Valentine est le premier extrait de l’album du même nom, le deuxième de l’Américaine, à paraître le 5 novembre prochain. Sur la couverture, la jeune Lindsey Jordan semble avoir (un peu) grandi. Sur le disque, toute l’énergie de l’adolescence, et l’essence-même de la pop 90’s sont là : les chuchotements et les plages de synthés atmosphériques du couplet se transforment, au refrain, en décharges dignes d’un concert de stade. (CG)

20. Poppy, Her (Sumerian Records)

Après avoir fait de la pop bubblegum et du metal industriel (son excellent dernier essai dans le genre, l’EP Eat, était sorti en juin seulement !), Poppy continue son impossible rythme d’un album-un genre avec Flux. Cette fois-ci, virage vers l’alt-rock US de l’an 2000 avec un album de power pop suffisamment bien ficelé pour dépasser la simple parodie, comme sur ce Her, qui évoquerait un bon vieux Garbage. (EV)

21. Amyl and The Sniffers, Hertz (ATO Records/Fontana North)

Parce qu’il n’y a pas que The Go-Betweens, Kylie Minogue et Nick Cave en Australie, il y a aussi des jeunes gens énervés. Au-delà de la hâblerie du propos, le second album d’Amyl and the Sniffers, Comfort to Me, est un concentré de violence légitime et d’énergie non canalisée, qui donne plus qu’envie de les voir sur scène. (PR)

22. Oi Boys feat Marc Corbo, Sur la Place (Hidden Bay Records)

Punk, new wave, oi!, on ne sait plus vraiment, c’est un langage, un son nouveau qui naît devant nous. (RS)

23. Richard Dawson & Circle, Lily (Domino)

Lorsque Richard Dawson s’associe au groupe de heavy metal finlandais Circle pour enregistrer un album autour des plantes, cela offre forcément un univers déroutant. À l’écoute de ce premier extrait, attendez-vous plus à un disque proche de Hen Ogledd que d’Iron Maiden. (DJ)
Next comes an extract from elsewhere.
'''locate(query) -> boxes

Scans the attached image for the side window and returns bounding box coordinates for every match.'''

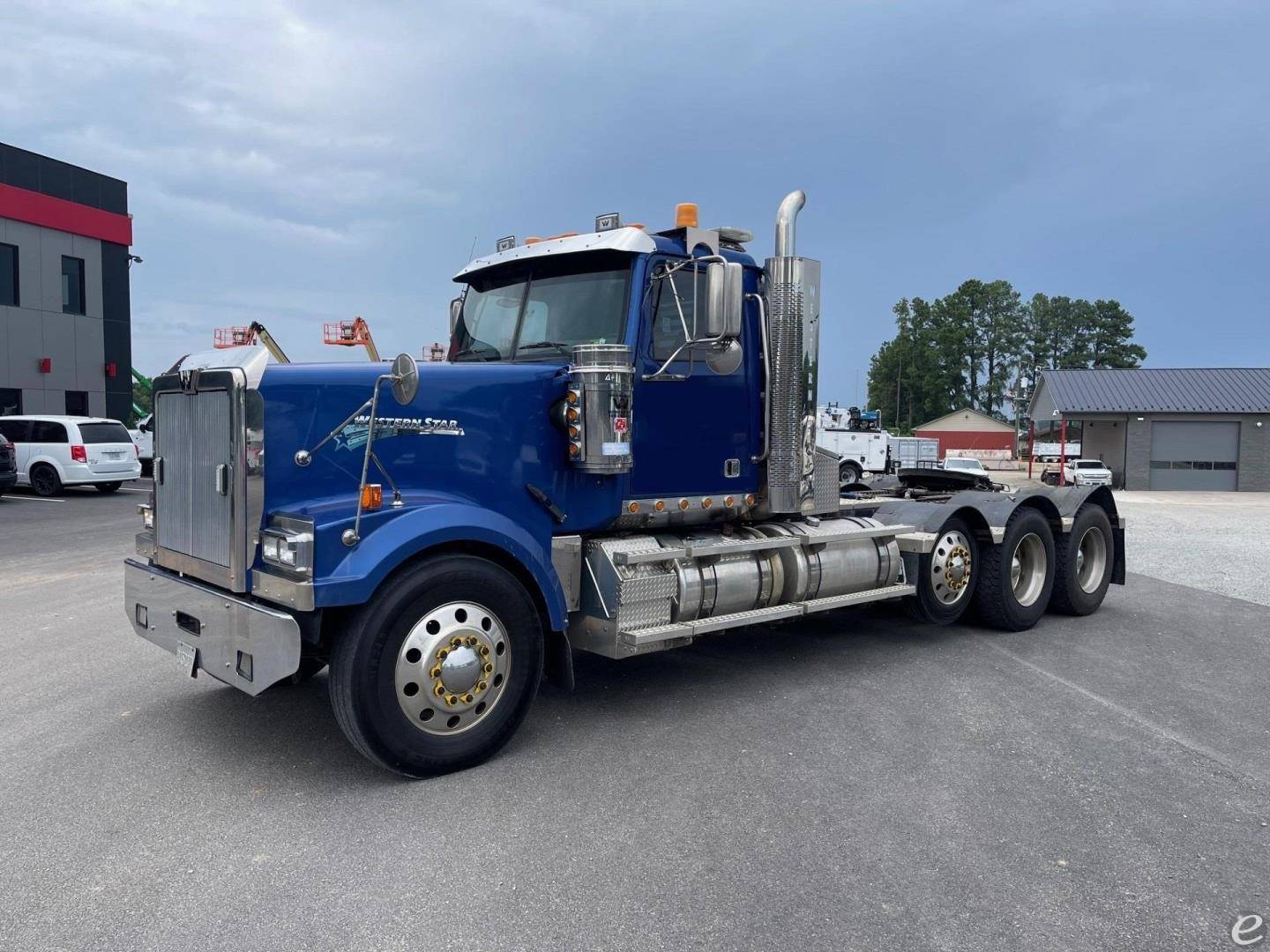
[0,419,31,443]
[652,266,706,361]
[31,420,70,443]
24. Deerhoof, Scarcity is Manufactured (Joyful Noise Recordings)

Si vous pensiez voir les stakhanovistes de la noise pop prendre une année sabbatique avec la pandémie, non, Deerhoof est déjà de retour avec un nouvel album, Actually, You Can, qui paraîtra en octobre prochain. En attendant, le groupe a déjà balancé quelques singles pour donner le ton, relativement inchangé : des guitares virtuoses qui se tirent la bourre, des mélodies naïves qui clopinent sur des structures instables, et une aura dans laquelle on se sent comme à la maison. (EV)

25. XIXA feat. Imarhan, Eve of Agnes (Jullian Records/The Orchard)

Xixa, groupe de deux transfuges de Giant Sand, est un mélange de rock psychédélique et de cumbia. Si vous n’avez aucune idée de ce que c’est, le clip de Eve of Agnes illustre parfaitement le propos avec son ambiance Screamin’ Lord Sutch halluciné de Tucson. (PR)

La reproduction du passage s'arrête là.